[後悔]
「先輩、後悔してることありますか?」
「あるけど、その手に持ってる怪しい箱には頼らないからな」
「えっ。なんでですか」
彼女は驚いて、小さな箱を胸に抱いて身を引く。
「見るからに怪しいから」
「そんな! まるでボクがいつも変なもの作って先輩を困らせているかのような言い方ですね?」
「実際その通りなんだが?」
すぱっと打ち返すと、彼女は「むう」と小さくうめいた。
「しかし、ボクはめげません! 今日のはいっとう特別ですよ!」
そう言って胸を張りながら箱を突き付けてきた。
「こちら、先輩の後悔をクッキーにしてくれます。ちょっとした悩みならバタークッキー1枚程度。その日の後悔をおやつとして食べさせてください」
「お前が食うのか」
「先輩、この箱から出てくるクッキー食べたいんですか?」
「……」
後悔というものから生まれた得体の知れないものを食べるか、それを彼女に食べさせるか。正直、どっちも選びたくない。
そもそもこの話に乗ってはいけなかったのだと後悔した瞬間、箱の中からことりと小さな音がした。
[「ありがとう」そんな言葉を伝えたかった。その人のことを思い浮かべて言葉を綴ってみて。]

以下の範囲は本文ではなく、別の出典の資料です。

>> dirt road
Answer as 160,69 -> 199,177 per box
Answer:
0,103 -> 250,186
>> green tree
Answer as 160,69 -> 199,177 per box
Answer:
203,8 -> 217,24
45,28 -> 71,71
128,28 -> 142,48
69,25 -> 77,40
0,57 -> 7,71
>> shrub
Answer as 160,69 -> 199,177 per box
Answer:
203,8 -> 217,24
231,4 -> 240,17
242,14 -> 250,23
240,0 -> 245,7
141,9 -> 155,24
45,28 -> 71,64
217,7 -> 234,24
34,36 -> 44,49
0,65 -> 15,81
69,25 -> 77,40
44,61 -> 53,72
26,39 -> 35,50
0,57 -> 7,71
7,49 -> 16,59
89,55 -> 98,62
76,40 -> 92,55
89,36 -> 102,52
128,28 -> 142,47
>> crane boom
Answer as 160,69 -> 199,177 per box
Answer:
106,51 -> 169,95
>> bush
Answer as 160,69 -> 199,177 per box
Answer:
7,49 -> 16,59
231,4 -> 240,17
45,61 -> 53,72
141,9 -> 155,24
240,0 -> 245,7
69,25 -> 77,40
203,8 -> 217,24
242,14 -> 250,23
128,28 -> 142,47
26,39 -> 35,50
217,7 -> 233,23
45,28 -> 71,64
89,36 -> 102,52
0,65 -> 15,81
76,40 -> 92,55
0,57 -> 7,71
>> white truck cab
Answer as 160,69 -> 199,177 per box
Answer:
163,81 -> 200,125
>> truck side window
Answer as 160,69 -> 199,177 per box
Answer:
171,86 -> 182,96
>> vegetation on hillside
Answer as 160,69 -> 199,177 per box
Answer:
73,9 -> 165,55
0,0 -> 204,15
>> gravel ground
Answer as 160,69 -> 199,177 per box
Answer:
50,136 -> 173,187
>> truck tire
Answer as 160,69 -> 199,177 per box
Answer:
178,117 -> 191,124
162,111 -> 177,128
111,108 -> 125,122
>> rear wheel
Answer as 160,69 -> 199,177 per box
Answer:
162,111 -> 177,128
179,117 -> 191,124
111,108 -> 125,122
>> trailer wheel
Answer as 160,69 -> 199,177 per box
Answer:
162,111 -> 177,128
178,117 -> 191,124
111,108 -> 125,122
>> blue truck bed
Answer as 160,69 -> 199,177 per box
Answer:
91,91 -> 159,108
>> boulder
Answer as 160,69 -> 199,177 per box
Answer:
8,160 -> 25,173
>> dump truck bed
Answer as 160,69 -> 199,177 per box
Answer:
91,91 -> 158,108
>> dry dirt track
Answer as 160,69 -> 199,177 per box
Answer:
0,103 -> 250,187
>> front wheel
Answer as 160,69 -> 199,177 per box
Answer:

きっと今の僕があるのは、姉さん達が居たからだと思う。
もう居ないけど。一言だけ届けられるなら、「ありがとう」と言いたい。
僕は元気でやってるよと。
色々あったけど、今は割と楽しく暮らしてるよと。
話したいことはたくさんあるけど。
きっと、僕が今こうしてやっていけてるのは。
貴女達のおかげです。
「……これ、姉さんが見たら指さして笑いそう」
その姿を思うとなんだか恥ずかしくなってしまって。
全部選択して、削除ボタンを押した。
どうせもう言えないんだから、心の中に認めておこう。
そうすることにした。
[優しくしないで]
優しくしないで。私はそんなことされるような存在じゃない。
貴方はそんなことないって言うけれど。
その優しさが私に降りかけられる度に、私の心が柔らかくなって、吐き続けてきた呪詛が弱くなっていくの。
呪いを吐くことが辛くなってきてしまうの。
それは、すごく困るから。
私に優しくしないで。
[カラフル]
その宝石はとてもカラフルだった。
たくさんの色が混ざってて、キラキラしていて、どの角度から眺めても綺麗で。すごくお気に入りだったんだけど。
いつしかそれは、僕の手元からなくなってしまった。
それを見つけたのは、夢の中だった。
ああ。ずっとここにあったんだ。それが嬉しくて、拾い上げる。
僕が魂のカケラを与え続けた小さな石は相変わらず……真っ白だった。
あんなに綺麗だった煌めきも。
キラキラ透かす光も。
目が回るほどたくさんの色も。
全て僕を消し去ろうとする光になって襲いかかりーー。
目を覚ました。
怖い夢を見た。
ため息をついて、あの真っ白な宝石を思い出す。
ああ。そうだった。
僕はあの石を無くしたわけではなかったんだ。
あんなにカラフルだった石は、僕の罪の結果だと気付いて。
このままでは触れるだけで消されてしまうと怖くなって。
飲み込んで僕の一部にしてしまったんだった。
たくさんの色を詰め込んで真っ白になった石は。
きっと今も、光が差さない夢の底に転がっている。
[楽園]
この絵には楽園が描かれているという。
実際タイトルにもそうある。
しかし、この絵は真っ黒だった。
ただ、黒一色で塗られた絵。
この作者の絵は大体そうだ。
「食卓」という真っ黒な絵。
「落日」という真っ赤な絵。
「水面」という_真っ青な絵。
そういうコンセプトなのだろう。
これもきっと、そうなのだろう。
「彼は自分の目に映るものをそのまま描く」
解説にもそう書いてある。
僕にはよく分からないけど。
彼の目に映った楽園は、きっとこの色だったのだ。